SOMALIA RISING AGAIN WITH THE RETURN OF ROYAL DUTCH SHELL IN 2015


Somalia is conducting offshore surveys in hopes of attracting explorers including Royal Dutch Shell Plc two decades after the outbreak of a bloody civil war drove foreign investors away.
The East African country plans to hold a licensing tender next year after Soma Oil and Gas, funded by Russian billionaire Alexander Djaparidze, completes the seismic study, according to Abdullahi Haider, a federal government adviser. Somalia, with no proven reserves, has been in talks with Shell about resuming work suspended at the start of the war in 1991, said Abdirizak Omar Mohamed, an adviser to President Hassan Sheikh Mohamoud.
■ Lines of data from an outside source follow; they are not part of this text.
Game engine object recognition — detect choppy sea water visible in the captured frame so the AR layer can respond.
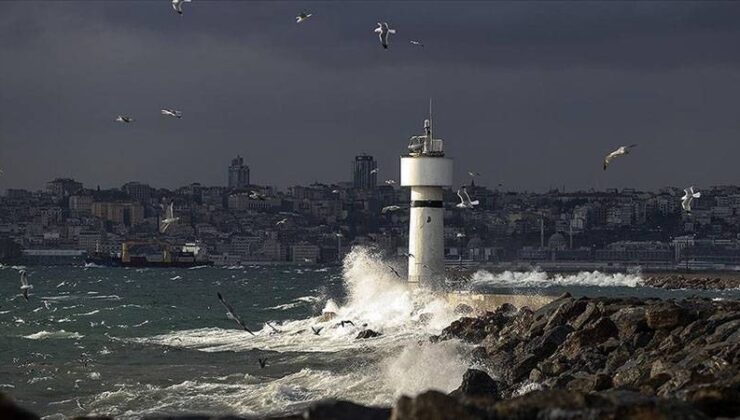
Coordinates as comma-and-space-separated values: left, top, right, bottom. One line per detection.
0, 249, 740, 418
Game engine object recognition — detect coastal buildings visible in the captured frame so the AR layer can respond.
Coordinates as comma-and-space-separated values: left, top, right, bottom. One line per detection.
352, 154, 378, 191
0, 171, 740, 267
228, 155, 249, 189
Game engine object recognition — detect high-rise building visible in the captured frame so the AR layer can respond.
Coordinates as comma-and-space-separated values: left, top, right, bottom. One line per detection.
352, 155, 378, 190
229, 155, 249, 188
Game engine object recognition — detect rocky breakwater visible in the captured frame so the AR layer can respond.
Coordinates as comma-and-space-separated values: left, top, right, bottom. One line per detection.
428, 295, 740, 418
643, 272, 740, 290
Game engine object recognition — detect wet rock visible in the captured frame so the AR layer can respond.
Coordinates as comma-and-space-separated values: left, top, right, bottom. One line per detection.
645, 302, 688, 330
450, 369, 499, 399
0, 393, 40, 420
355, 329, 383, 340
391, 391, 484, 420
454, 303, 474, 315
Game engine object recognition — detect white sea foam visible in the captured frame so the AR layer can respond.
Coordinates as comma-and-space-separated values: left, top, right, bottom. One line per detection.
23, 330, 84, 340
471, 270, 643, 288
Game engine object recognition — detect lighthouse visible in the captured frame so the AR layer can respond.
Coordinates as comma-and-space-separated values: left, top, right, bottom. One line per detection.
401, 109, 452, 288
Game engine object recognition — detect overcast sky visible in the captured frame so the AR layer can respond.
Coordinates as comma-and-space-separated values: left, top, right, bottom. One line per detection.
0, 0, 740, 191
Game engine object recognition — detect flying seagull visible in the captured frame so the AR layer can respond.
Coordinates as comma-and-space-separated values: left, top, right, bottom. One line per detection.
295, 12, 313, 23
172, 0, 191, 15
159, 201, 180, 233
380, 206, 401, 214
216, 292, 254, 335
159, 108, 182, 118
20, 270, 33, 302
455, 187, 480, 209
681, 186, 701, 213
604, 144, 637, 170
375, 22, 396, 49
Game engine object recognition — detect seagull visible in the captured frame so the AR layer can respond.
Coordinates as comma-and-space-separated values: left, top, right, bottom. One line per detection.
681, 186, 701, 213
604, 144, 637, 170
295, 12, 313, 23
159, 108, 182, 118
20, 270, 33, 302
386, 264, 401, 279
380, 206, 401, 214
172, 0, 191, 15
216, 292, 254, 335
159, 201, 180, 233
249, 191, 267, 201
455, 187, 480, 209
375, 22, 396, 49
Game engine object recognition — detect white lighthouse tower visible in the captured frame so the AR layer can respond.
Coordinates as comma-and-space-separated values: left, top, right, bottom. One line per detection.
401, 104, 452, 288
“Once we settle all the issues between the federal-central government and regional authorities, the petroleum law, the establishment of the regulatory framework, then optimistically there will be full-scale exploration,” Haider said in an interview from Mogadishu. “This time next year we could have the possibility of seeing major oil companies coming in.” 
International oil companies are weighing a return to the Horn of Africa nation as the political situation stabilizes and pirate attacks subside. Somalia wants to catch up with Kenya, Tanzania and Mozambique to the south, where recent discoveries promise East Africa’s first oil exports as soon as 2016.
“We have expressed interest in appraising opportunities for future projects in Somalia,” said Julia Dudley, a London-based spokeswoman at Shell. The Anglo-Dutch company holds rights to blocks M3 to M7 where it still has force majeure in place, exempting it from exploration obligations.
Foreign investors continue to face obstacles, from problems transferring funds to the country to security threats from al-Shabaab militants, who have waged an insurgency since 2007 to try to topple the Western-backed government and impose Shariah, or Islamic law.